Yo he sido obligado a cumplir un gran papel higiénico al construir o remodelar los baños de casas y colegios, invirtiendo cientos de miles de dólares. Buenos baños son mucho más importantes que las aulas del bachillerato técnico humanístico. Yo quisiera atender necesidades espirituales, pero el cuerpo es primero y el alma después. Nadie puede dedicarse a la oración cuando necesita ir al baño. ¡Y si estando allí se acaba el papel higiénico antes de que se acabe lo que sale del trasero, van a pedir a Dios que envíe a alguien al infierno!

Menos mal que el confesionario es una especie de letrina espiritual, y el sacerdote cumple un papel higiénico entregándonos un pedacito de papel llamado “penitencia” para purificarnos de todo lo asqueroso de nuestras vidas, como si fuésemos niños pequeños aprendiendo a superar los pañales.

Recuerdo que cuando tenía tres o cuatro años, nuestra casa —una finca lechera en Estados Unidos— no tenía baño interior. La letrina antigua estaba a buena distancia, supongo que para alejar los olores, aunque resultaba muy incómoda durante las lluvias y en nuestro invierno ártico. Mi papá cavó un nuevo pozo y construyó una casita; el asiento tenía dos niveles y tres huecos perfectamente redondos, de diferentes tamaños. Detrás se plantó un arbusto de lila que, en flor, era muy hermoso y emitía una fragancia elegante. Servían de papel higiénico los catálogos que enviaban las grandes tiendas departamentales, con todo tipo de productos: juguetes, material escolar y ropa interior.

Pocos años después hicimos grandes remodelaciones en la casa, incorporando un baño interior con un inodoro y su dispensador de papel higiénico. Seguimos usando la letrina exterior, pues llegamos a ser trece personas entre mis padres y mis diez hermanos. Hubo más de una pelea por el acceso a ese nuevo baño.

Nuestra ropa interior es la más privada y, a la vez, la más importante; de manera similar, este cuarto más privado es también el más esencial. Vale la pena hacerlo suficientemente amplio y de buena calidad: que el agua de la ducha no caiga sobre el inodoro ni sobre el papel higiénico, y que este esté ubicado a un costado de fácil acceso. Que haya espacio para guardar papel extra, toallas y todos los artículos, tanto de mujeres como de varones, para la higiene, atención y belleza personal.

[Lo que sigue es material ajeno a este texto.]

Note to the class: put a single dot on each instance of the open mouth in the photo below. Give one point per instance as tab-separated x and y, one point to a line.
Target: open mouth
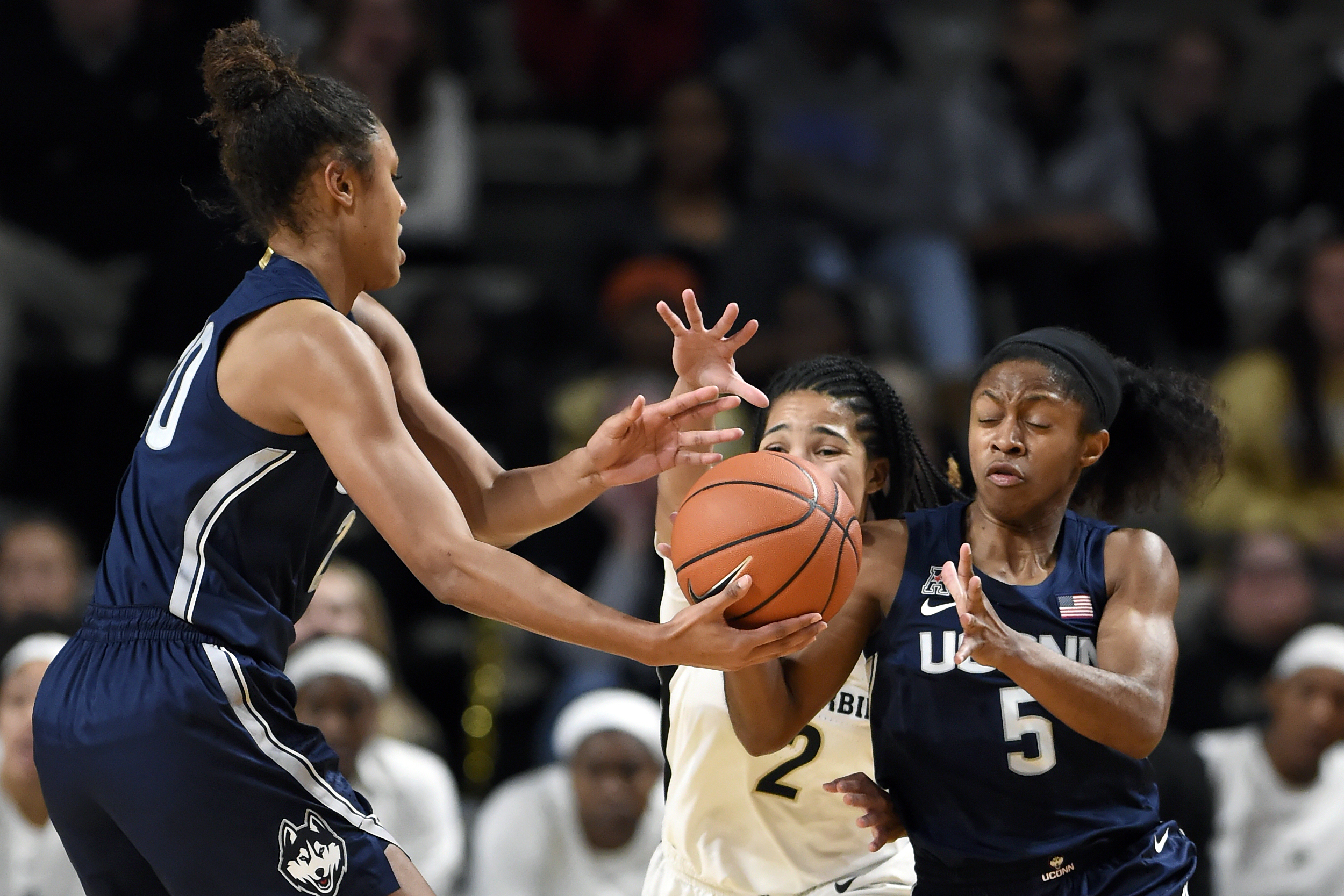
1004	475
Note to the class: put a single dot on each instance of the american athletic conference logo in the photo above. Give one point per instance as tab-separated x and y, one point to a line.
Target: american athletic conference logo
933	585
312	856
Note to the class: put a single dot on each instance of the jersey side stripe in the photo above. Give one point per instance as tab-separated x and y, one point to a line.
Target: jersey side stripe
230	676
237	480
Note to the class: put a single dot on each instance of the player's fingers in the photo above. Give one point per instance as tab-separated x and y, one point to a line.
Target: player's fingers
744	335
706	412
692	310
710	437
726	320
847	784
724	599
671	319
750	394
964	569
976	596
681	404
697	458
787	645
953	585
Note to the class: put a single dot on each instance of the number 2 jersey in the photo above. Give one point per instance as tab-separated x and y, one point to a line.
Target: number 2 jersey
750	825
219	521
983	776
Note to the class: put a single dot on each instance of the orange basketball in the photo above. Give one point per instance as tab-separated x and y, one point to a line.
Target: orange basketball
789	518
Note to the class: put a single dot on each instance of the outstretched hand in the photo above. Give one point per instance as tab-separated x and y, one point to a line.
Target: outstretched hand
705	356
987	639
880	813
644	440
699	636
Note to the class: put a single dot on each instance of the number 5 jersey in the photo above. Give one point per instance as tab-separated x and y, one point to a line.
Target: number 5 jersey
741	824
990	784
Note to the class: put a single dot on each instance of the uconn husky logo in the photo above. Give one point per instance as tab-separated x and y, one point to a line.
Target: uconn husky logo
312	856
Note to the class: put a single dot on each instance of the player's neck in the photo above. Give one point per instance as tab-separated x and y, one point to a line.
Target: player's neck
321	256
1014	551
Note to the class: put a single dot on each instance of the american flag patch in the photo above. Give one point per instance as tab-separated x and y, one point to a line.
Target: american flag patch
1076	606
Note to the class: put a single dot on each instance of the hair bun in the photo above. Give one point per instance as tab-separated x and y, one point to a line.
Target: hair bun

La “vanidad” debe tener un buen espejo. No es vanidad si no se exagera, sino una condición necesaria para cumplir con el mandamiento de amar al prójimo como a uno mismo, porque primero hay que amarse a uno mismo. Y este amor significa realizar un papel higiénico contigo mismo: bañarse bien, peinarse, cuidar la apariencia, quizás usar un poco de perfume o maquillaje. No exagerar ni falsificar, pero sí cuidar, amar y mostrar la belleza propia que Dios te regaló.

El baño debe tener espacio para todo esto, además de eliminar lo que es asqueroso de manera eficiente. Se llama “inodoro” porque su diseño evita el olor. La curva en “S” de los drenajes tiene la misma función, aunque puede obstruirse por acumulación de cabellos o de cosas indebidas; por eso, su mantenimiento es imprescindible.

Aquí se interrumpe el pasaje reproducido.